Ron Canterbury, a professor at the University of Cincinnati, returned to his native Raleigh County where he participated in the Raleigh County Christmas Bird Count organized by Allen Waldron and held on Dec. 19, 2010. Canterbury participated in that count with Allen and Mindy Waldron, Wade Snyder and Bob Dameron. The volunteers counted 56 species and 9,323 individual birds — a number that was greatly augmented by the 7,860 American crows the volunteers counted.

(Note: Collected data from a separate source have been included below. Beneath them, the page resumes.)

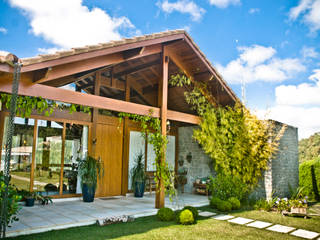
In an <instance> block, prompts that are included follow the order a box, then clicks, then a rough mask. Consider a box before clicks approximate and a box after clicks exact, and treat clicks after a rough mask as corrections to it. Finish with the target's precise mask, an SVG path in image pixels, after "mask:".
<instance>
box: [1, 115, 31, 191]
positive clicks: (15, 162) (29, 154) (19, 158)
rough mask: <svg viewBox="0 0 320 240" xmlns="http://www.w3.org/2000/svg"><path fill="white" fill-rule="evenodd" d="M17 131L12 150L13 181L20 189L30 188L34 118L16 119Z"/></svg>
mask: <svg viewBox="0 0 320 240" xmlns="http://www.w3.org/2000/svg"><path fill="white" fill-rule="evenodd" d="M8 120H9V118H8V117H6V118H5V123H4V134H3V141H2V152H1V171H2V170H3V168H4V159H5V151H6V138H7V132H8V130H7V129H8V126H7V125H8V122H9V121H8ZM14 125H15V131H14V134H13V137H12V150H11V162H10V171H11V183H12V184H14V185H15V186H16V187H17V188H18V189H21V190H22V189H23V190H27V191H29V190H30V172H31V164H32V145H33V126H34V119H28V118H19V117H16V118H15V120H14Z"/></svg>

“There is a large roost of crows in Raleigh County ... Beckley,” Phillips said. “That’s like the large roost of crows you have in Bluefield.”
Along with participating in the Raleigh County count, four years ago, Canterbury resurrected the Christmas Bird Count organized by the late Dr. Paul Cecil Bibbee in the 1940s. Canterbury served as compiler on the Athens/Princeton count that took place on Dec. 23, 2010 with Ben Carter, Janet Meyer, Jim and Judy Phillips and Allen Waldron joining in the effort. The volunteers counted 42 species, 1,774 individual birds. The group counted 38 cedar waxwings, 14 eastern towhees, 92 dark-eyed junco and four yellow-bellied sapsuckers.
“We don’t have enough observers,” Canterbury said. “There has been a decline in American goldfinch. We’re seeing a lot fewer of them on these counts.
“We do better on the Christmas Bird Count when the weather is bad,” he said. “I can remember doing a count back in the 1980s when the weather was in the 60s. We didn’t see many birds at all that day.”
Canterbury and Phillips said they owe a great deal of thanks to the efforts of Dr. Bibbee who taught biology at (then) Concord College for 32 years. Bibbee, who died in 1971, was state taxidermist for West Virginia University and mammal preparer for Carnegie Museum in Pittsburgh. He received his undergraduate degree at West Virginia University and earned his Ph.D., at Cornell University. His publications include “Birds of West Virginia,” and Bird Life Histories and Behaviors.”